多様なルーツを持つ人々の集まりであるフランス代表多様なルーツを持つ人々の集まりであるフランス代表この記事に関連する写真を見る フランスには多様なルーツを持つ人々が暮らしている。東欧から来た人、アフリカからの移民、ドイツやスペインなど周辺国の流れを汲む人......そのすべてがフランス人だ。純粋なフランス人というカテゴリーはおそらく存在していない。三代遡れば外国人といったケースが多く、純粋なフランス人を探すならガリア人の末裔を探すことになるだろうか。

 国民性が代表チームのプレースタイルに投影されるのだとしたら、フランス代表はまさにそうなのだろう。つまり、スタイルがないというスタイルである。

 かつてレ・ブルー(フランス代表の愛称)には3つの波が起きた。

 第一波は3位になった1958年スウェーデンW杯。中心選手のレイモン・コパはポーランドにルーツを持ち(本名はコパゼフスキ)、エースストライカーのジュスト・フォンテーヌはモロッコの出身だった。ただ、この時のチームはスタッド・ランスを中心に編成されていて、両方を率いた名将アルベール・バトー監督のスタイルというわかりやすさはあった。

 第二波は1980年代、周辺諸国と海外県にルーツを持つ選手たちで構成されたチームだ。イタリア系のミッシェル・プラティニ、スペイン系のマヌエル・アモロス、ルイス・フェルナンデス、グアドループ出身のマリウス・トレゾールなどがいた。テクニカルでカラフルな攻撃型のプレーを披露した魅力的なチームだった。

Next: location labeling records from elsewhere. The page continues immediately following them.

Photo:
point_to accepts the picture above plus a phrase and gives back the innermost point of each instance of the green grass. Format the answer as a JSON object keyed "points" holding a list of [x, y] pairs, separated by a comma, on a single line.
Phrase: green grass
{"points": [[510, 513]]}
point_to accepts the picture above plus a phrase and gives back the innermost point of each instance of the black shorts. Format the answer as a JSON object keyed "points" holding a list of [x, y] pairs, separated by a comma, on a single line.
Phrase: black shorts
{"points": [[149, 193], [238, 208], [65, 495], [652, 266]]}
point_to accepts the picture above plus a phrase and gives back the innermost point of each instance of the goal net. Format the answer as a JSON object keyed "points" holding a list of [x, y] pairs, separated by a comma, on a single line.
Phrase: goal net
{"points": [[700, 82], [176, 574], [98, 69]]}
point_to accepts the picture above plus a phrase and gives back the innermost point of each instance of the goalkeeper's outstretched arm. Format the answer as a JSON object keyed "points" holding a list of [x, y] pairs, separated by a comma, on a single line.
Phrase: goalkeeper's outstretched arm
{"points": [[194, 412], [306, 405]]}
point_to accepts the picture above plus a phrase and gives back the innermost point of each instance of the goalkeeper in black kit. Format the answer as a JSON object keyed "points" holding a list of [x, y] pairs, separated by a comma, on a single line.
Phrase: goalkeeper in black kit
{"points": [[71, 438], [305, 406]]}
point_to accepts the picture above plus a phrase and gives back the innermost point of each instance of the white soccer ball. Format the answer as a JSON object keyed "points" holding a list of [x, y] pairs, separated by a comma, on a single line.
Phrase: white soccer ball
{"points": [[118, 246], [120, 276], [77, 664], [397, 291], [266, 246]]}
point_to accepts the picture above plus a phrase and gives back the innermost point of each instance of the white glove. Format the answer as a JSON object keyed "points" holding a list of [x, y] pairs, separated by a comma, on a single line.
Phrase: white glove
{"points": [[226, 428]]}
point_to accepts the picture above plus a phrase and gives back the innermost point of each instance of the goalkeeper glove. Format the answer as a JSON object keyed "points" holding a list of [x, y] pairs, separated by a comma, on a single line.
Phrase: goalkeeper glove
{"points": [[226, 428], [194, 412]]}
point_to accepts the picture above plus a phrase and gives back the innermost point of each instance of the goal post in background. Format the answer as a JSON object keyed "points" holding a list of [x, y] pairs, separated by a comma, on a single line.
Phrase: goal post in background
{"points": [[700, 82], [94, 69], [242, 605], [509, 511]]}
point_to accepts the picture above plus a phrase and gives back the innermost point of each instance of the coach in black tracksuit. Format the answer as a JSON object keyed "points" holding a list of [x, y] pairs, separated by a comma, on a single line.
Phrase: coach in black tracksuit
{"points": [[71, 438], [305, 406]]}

 第三波の中心はアフリカ移民。アルジェリア移民の子であるジネディーヌ・ジダン、ガーナ出身のマルセル・デサイーが攻守の中心。それにグアドループのリリアン・テュラム、バスクのディディエ・デシャンなど移民系の選抜チームという様相。黒人選手も一気に増加した。W杯で初優勝(フランス大会)した1998年のこのチームは、それ以前とは異なっていて、パワーを前面に押し出した強固な守備がベースになっていた。